Moqueries, violences médicales, troubles alimentaires, violences sexuelles banalisées : ce que décrivent Gros n’est pas un gros mot et ses 100 pages, c’est une violence quotidienne inouïe et, quasiment inaudible. Dans une société de l’image et de la norme, être gros ce n’est pas juste être exclu des standards de désidérabilité. C’est faire partie d’une catégorie repoussoir, un enfer invisible, au mieux pavé de bonnes intentions ; ou pire fait d’un mépris généralisé pour le corps hors-norme.

Depuis 2016, Gras Politique organise des moments en non-mixité pour les gros, participe à des actions féministes, mais pour ce printemps 2019, l’association investit le Pavillon des Canaux pour la première édition du GROS Festival. Une manifestation festive et militante, un temps de réunion joyeux pour les concernés et l’occasion de sensibiliser les autres. Au programme, des discussions, des lectures, des ateliers, un gros vide dressing ; une série d’invité·e·s talentueux·ses. Avant de laisser place à un weekend good vibes, Eva Perez a répondu à quelques questions.

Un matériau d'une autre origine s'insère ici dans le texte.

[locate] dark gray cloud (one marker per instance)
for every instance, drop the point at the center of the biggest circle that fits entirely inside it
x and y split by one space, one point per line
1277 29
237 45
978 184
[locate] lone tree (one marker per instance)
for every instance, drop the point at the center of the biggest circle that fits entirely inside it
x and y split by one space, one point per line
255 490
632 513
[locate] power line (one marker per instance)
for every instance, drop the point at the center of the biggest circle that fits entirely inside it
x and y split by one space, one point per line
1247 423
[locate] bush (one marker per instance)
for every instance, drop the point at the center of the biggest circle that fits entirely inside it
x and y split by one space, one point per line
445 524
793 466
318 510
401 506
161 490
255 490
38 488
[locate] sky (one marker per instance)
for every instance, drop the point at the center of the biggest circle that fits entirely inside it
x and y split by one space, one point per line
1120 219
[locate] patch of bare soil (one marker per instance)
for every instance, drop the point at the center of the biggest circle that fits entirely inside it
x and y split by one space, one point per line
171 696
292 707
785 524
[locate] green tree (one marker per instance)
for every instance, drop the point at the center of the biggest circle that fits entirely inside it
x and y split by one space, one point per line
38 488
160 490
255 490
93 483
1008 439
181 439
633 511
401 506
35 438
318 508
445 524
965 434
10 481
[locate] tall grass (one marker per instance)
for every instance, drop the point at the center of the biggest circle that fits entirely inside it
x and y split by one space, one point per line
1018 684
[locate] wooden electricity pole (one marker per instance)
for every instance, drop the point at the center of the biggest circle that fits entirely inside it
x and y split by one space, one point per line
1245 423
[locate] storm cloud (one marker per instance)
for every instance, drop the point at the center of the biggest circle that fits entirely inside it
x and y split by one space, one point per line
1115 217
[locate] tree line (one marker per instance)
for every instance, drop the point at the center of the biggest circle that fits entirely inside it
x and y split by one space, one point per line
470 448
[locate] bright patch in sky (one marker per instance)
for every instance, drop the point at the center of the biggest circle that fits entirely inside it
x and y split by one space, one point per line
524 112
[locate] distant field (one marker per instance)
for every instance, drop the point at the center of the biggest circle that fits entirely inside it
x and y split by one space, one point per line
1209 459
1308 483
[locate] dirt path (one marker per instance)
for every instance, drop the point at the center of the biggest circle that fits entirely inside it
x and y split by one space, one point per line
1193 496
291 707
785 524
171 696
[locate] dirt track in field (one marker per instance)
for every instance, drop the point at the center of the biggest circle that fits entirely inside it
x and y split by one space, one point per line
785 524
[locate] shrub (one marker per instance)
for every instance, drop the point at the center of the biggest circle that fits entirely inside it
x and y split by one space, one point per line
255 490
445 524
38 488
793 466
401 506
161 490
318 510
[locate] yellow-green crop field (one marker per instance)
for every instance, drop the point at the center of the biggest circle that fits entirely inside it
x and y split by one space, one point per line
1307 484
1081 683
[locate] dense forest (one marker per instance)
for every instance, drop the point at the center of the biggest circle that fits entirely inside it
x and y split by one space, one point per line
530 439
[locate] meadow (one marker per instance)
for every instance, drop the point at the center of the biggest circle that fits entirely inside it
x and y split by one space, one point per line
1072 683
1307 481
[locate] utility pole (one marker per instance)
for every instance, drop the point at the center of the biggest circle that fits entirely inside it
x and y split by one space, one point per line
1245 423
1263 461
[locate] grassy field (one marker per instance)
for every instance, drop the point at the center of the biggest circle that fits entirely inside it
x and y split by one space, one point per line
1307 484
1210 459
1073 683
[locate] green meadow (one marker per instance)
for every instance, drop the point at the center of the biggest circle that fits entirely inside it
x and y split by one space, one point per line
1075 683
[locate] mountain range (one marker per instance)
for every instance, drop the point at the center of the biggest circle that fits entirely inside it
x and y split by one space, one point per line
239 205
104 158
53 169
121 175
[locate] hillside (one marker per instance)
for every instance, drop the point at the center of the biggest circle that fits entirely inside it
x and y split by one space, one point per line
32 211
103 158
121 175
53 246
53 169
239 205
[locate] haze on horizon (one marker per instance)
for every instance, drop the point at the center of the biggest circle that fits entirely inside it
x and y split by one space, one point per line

Manifesto XXI : Est-ce que tu peux nous en dire un peu plus sur comment vous avez composé la programmation du GROS Festival ?

Eva Perez-Bello : On a tout un versant sociologique avec Solenn Caroff, qui est l’une des premières sociologues à s’être intéressée au corps gros. Elle fait partie d’une nouvelle génération de chercheurs, depuis Jean-François Amadieu, qui lui est un vieux de la vieille. L’intérêt est de sortir du « tout médical » dans la recherche sur l’obésité et le corps gros. Après on a plusieurs intervenant-e-s qui sont eux-mêmes gros-ses et ça c’était hyper important pour nous dans le cadre de ce festival, valoriser le travail des personnes grosses. L’idée c’est « les gros ont du talent », sans pour autant devenir un télécrochet mais plutôt permettre un espace. Puisqu’on sait que nous les gros sommes quatre à cinq fois plus discriminés à l’embauche, c’est une façon d’auto-gérer.

Quand on finit de lire Gros n’est pas un gros mot, qui décrit très précisément un système de discrimination spécifique à une population, on s’étonne qu’il y ait si peu de recherches consacrées aux gros.

Oui il n’y a vraiment pas grand chose, il y a Amadieu qui est un ponte en la matière mais ça commence à dater. On a vraiment besoin d’un nouveau regard dans la recherche sur le corps gros. Il y a donc Solenn qui a fini sa thèse sur le sujet, et deux ou trois en cours. Certaines sont encore sur le versant médical, et d’autres s’en détachent complètement et là ça devient vraiment intéressant et hyper novateur.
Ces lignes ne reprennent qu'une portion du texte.